Les scientifiques zurichois ont réussi à «manipuler» l'un de ces prédateurs de bactéries pour le diriger contre des cibles choisies. Il s'agit d'un «pas important» dans le développement de la phagothérapie, a communiqué lundi l'EPFZ. Les résultats ont été publiés dans la revue «Cell Reports».

Comme une clé

Les phages reconnaissent «leur» bactérie grâce à des protéines qu'ils portent. Ces protéines correspondent à un récepteur présent sur la bactérie, un peu comme une clé correspond à une serrure. Grâce à la technique de la radiocristallographie, les chercheurs ont identifié la structure d'une «clé» de phage anti-Listeria.

A partir de ce plan détaillé, ils ont créé de nouveaux récepteurs en assemblant des composants de protéines de différents phages, comme s'il s'agissait de briques Lego. Ils ont alors modifié génétiquement des phages anti-Listeria pour les équiper des clés ainsi façonnées et leur permettre d'accéder à de nouvelles souches de la bactérie concernée.

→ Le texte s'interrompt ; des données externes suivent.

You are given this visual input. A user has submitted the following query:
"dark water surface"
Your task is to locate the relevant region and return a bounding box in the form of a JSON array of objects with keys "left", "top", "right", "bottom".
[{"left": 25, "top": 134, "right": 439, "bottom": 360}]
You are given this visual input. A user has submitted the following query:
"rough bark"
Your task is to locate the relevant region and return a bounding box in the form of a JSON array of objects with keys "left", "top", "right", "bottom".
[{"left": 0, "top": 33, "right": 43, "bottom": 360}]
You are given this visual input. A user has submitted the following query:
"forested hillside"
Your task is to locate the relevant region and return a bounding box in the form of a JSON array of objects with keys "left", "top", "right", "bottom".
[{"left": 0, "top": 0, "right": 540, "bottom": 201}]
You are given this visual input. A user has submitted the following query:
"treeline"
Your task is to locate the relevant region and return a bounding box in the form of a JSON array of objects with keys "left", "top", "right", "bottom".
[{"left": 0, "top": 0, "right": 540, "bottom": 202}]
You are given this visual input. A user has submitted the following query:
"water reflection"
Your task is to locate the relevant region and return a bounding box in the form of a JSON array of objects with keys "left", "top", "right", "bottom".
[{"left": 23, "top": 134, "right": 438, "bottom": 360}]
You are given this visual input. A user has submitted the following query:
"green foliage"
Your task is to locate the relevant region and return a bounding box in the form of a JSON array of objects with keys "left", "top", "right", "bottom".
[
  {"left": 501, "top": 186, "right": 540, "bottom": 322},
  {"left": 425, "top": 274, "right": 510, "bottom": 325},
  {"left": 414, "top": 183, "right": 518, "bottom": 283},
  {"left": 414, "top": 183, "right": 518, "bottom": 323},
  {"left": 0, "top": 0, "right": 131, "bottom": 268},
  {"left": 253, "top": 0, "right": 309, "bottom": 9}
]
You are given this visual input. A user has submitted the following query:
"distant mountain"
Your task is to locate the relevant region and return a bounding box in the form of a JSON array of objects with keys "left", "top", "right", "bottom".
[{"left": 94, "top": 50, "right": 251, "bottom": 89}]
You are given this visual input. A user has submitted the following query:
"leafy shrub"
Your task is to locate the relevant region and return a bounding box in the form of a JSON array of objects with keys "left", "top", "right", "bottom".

L'avantage de cette méthode est qu'elle permet de cibler très précisément des bactéries pathogènes, à l'inverse des antibiotiques qui affectent des bactéries de manière indiscriminée, y compris des «bonnes» bactéries. De plus, elle offre une solution à la résistance aux antibiotiques que développent les bactéries.

Pas pour demain

Mais son application n'est pas pour demain. De nombreux obstacles doivent encore être surmontés. La recherche conduite à l'EPFZ a surtout visé à montrer la faisabilité du procédé sur une bactérie-modèle. Il ne peut être répliqué tel quel pour d'autres phages et organismes hôtes. Cela n'entame pas l'optimisme des scientifiques.

D'autant qu'il y a quelques mois, des chercheurs américains ont rapporté dans la revue Nature Medicine qu'un adolescent de 15 ans souffrant de mucoviscidose s'était vu administrer avec succès des phages pour soigner une grave infection causée par la maladie. Des essais cliniques à large échelle seront néanmoins nécessaires avant que des thérapies puissent être approuvées.